Even high levels of automation can benefit from following this approach. For example MS Office spelling autocorrect is 4 on the Sheridan scale, but like a good high-level automation, the user can turn it off any time for any particular word. The really great thing about it is the user can turn it off right on the page where the autocorrection occurs. Hover the mouse over a corrected word and a pulldown menu becomes available that includes an option to revert the autocorrected word and another option to turn off autocorrecting for that word entirely. This menu remains available for quite a while, letting the user decide when to turn it off, if she or he wants to turn it off.
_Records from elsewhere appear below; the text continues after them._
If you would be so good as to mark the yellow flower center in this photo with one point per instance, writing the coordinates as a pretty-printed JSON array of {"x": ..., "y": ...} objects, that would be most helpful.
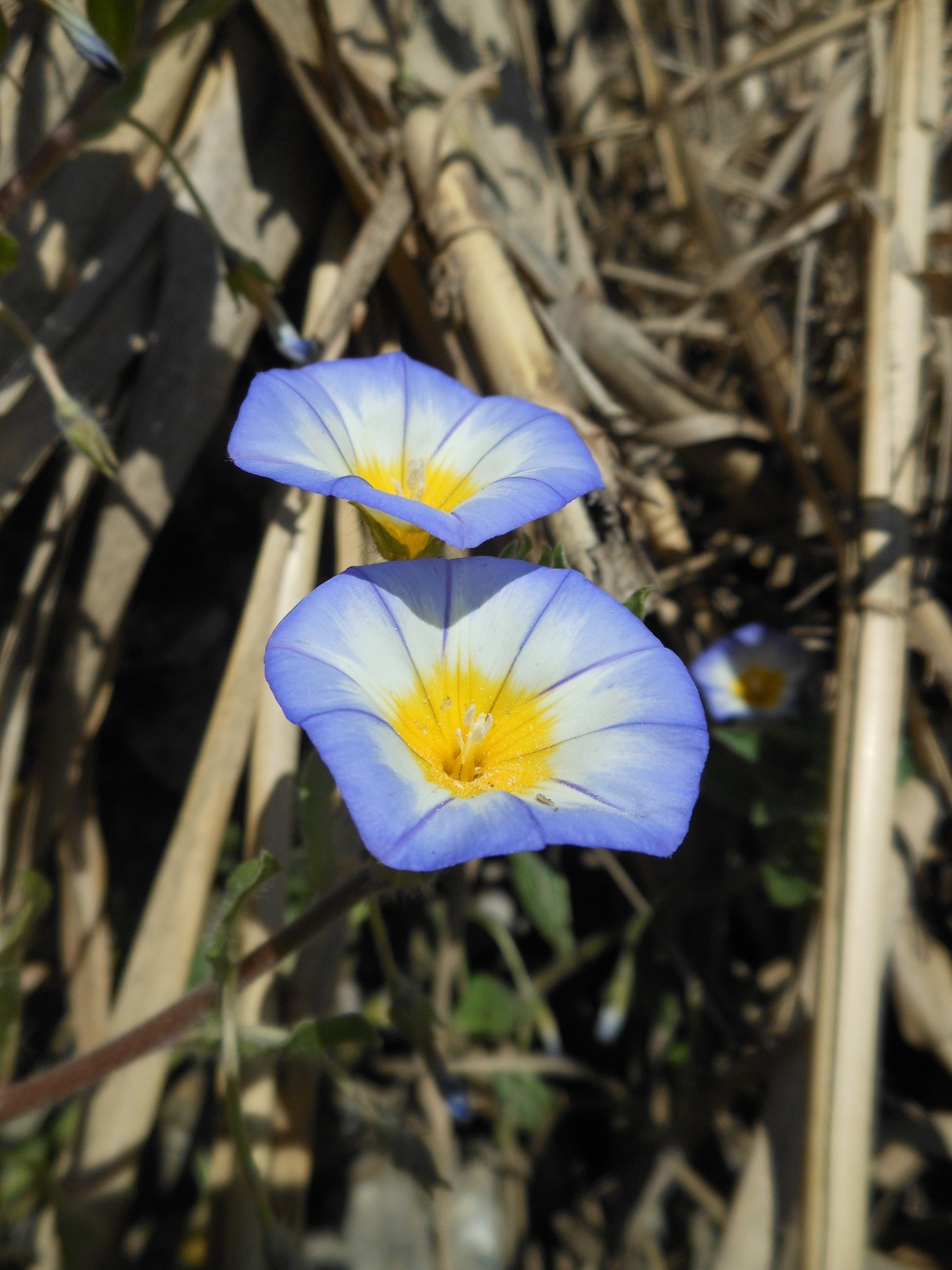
[
  {"x": 761, "y": 687},
  {"x": 435, "y": 484},
  {"x": 470, "y": 736}
]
Slick.

Dropdown menu to turn-off autocorrection

Automation can significantly improve usability, but that automation should still follow the basic human factors principles of providing non-distracting and easy-to-understand information about its state, and a direct, efficient, easy-to-discover and easy-to-remember means of control.

Summary Checklist

Problem: Attempts at automation are unsuccessful.

Potential Solutions:

  • Select the right level of automation for the user’s interest and the automation’s effectiveness.
  • Recognize that lower levels of automation tend to be better for operational work.
  • Look for utilization work that should be automated.
  • Design offers of automation so user can refuse by simply ignoring it.
  • Provide a means for user to choose the time to interact with automation.
  • Keep the place of interaction with the automation proximal to the display of the automation.